Editor’s note: A $1bn yacht might be the ultimate symbol of excess, conspicuous consumption, and waste. But make it “hydrogen-powered” and suddenly it’s a symbol of virtue, or so the bottom-feeding press would have you believe (see an exhibit below if you can stomach it).
And at all that Gates did not even earn his fortune (that he is now using to help keep you in lockdown), but is a tax parasite owing all his ill-begotten wealth to a state-granted monopoly patent.

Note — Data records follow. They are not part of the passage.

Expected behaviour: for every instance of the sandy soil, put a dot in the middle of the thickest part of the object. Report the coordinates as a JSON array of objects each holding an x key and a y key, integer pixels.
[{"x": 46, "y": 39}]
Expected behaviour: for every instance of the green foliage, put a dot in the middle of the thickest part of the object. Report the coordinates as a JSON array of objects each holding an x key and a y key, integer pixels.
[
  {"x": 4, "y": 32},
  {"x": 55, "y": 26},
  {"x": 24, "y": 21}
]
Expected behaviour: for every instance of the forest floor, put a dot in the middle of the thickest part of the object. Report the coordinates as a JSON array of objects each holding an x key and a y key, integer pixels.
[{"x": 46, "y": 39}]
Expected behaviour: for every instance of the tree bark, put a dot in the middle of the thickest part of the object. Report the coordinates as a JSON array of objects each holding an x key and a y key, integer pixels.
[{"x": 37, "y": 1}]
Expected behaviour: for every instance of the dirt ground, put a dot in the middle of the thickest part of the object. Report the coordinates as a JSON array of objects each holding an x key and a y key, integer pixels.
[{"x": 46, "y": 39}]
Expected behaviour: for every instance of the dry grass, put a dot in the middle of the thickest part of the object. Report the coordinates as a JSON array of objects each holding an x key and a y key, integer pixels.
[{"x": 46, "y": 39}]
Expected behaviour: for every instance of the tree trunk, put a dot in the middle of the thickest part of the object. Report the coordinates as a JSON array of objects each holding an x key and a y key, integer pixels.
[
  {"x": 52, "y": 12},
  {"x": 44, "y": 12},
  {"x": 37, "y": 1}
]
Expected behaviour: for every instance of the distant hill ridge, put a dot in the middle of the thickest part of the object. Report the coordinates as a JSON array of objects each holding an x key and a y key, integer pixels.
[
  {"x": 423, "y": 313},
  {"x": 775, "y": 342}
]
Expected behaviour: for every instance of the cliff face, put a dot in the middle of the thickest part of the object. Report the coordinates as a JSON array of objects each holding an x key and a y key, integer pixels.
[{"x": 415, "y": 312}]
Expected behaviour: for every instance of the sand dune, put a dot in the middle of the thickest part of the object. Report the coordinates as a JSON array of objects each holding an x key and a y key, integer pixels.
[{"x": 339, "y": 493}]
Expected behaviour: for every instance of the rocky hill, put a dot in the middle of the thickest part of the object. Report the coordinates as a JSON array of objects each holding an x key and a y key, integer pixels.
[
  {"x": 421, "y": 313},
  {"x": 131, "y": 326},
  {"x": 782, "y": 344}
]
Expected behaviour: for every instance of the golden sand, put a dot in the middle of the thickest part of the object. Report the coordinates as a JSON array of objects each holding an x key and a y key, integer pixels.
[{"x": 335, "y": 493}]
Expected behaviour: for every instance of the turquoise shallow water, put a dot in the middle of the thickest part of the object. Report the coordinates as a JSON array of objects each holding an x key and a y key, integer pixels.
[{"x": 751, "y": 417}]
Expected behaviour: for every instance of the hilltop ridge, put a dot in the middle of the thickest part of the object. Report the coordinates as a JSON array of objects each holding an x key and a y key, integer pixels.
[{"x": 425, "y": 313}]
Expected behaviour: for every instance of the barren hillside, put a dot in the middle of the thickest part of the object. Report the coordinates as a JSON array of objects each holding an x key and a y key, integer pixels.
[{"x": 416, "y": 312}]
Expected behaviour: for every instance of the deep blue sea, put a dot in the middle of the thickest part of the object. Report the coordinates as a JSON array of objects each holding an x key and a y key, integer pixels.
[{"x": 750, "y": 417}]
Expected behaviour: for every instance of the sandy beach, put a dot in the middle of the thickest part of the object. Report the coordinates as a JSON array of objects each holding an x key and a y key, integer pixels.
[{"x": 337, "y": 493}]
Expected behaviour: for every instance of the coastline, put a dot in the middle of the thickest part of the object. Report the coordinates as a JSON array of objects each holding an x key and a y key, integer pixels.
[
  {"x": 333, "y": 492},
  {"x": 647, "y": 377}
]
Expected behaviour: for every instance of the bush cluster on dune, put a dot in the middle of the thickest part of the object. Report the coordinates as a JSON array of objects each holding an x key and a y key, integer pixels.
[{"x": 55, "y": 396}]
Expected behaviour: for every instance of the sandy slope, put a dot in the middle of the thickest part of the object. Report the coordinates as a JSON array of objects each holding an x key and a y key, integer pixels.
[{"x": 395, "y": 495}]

These were rightfully abolished centuries ago, but for some reason when it comes to the bogus concept of “intellectual property” a “patent” can still be obtained that ensures the sovereign will expend its own resources to force subjects to pay what amount to taxes (“license fees”) to a private entity.
For an environmentally conscious billionaire, what better way to combine luxury with your green credentials?
Bill Gates has commissioned the world’s first hydrogen-powered superyacht – believed to cost $860 million, giving him bragging rights over other ultra-rich seafarers.
The Sunday Telegraph can reveal the retired 64-year-old is behind the construction of the cutting-edge cruiser by Dutch superyacht specialist Feadship.
The custom build is based on blueprints for the 372ft (113 metre) vessel Aqua publicised at the Monaco Yacht Show last year by Dutch marine architects Sinot. It said the plans took “inspiration from the lifestyle of a discerning, forward-looking owner”.
Gates, who co-founded Microsoft and is the world’s second-richest person, is a regular superyacht holidaymaker but has not owned one, preferring to rent for summer trips around the Mediterranean.
His new vessel, scheduled to go to sea in 2024, will not measure up to some of the largest cruisers such as the 535ft (163 metre) Eclipse commissioned by Roman Abramovich, the oligarch owner of Chelsea Football Club, but its hydrogen power is a signal of Gates’s belief that investment in new clean technology is the best way to cut carbon emissions.
The designs for Aqua include two 28-ton vacuum-sealed tanks to store liquid hydrogen at -252C. The fuel will generate power for the two 1 megawatt motors and for passengers via fuel cells, which combine hydrogen with oxygen from the air to emit only electricity and water.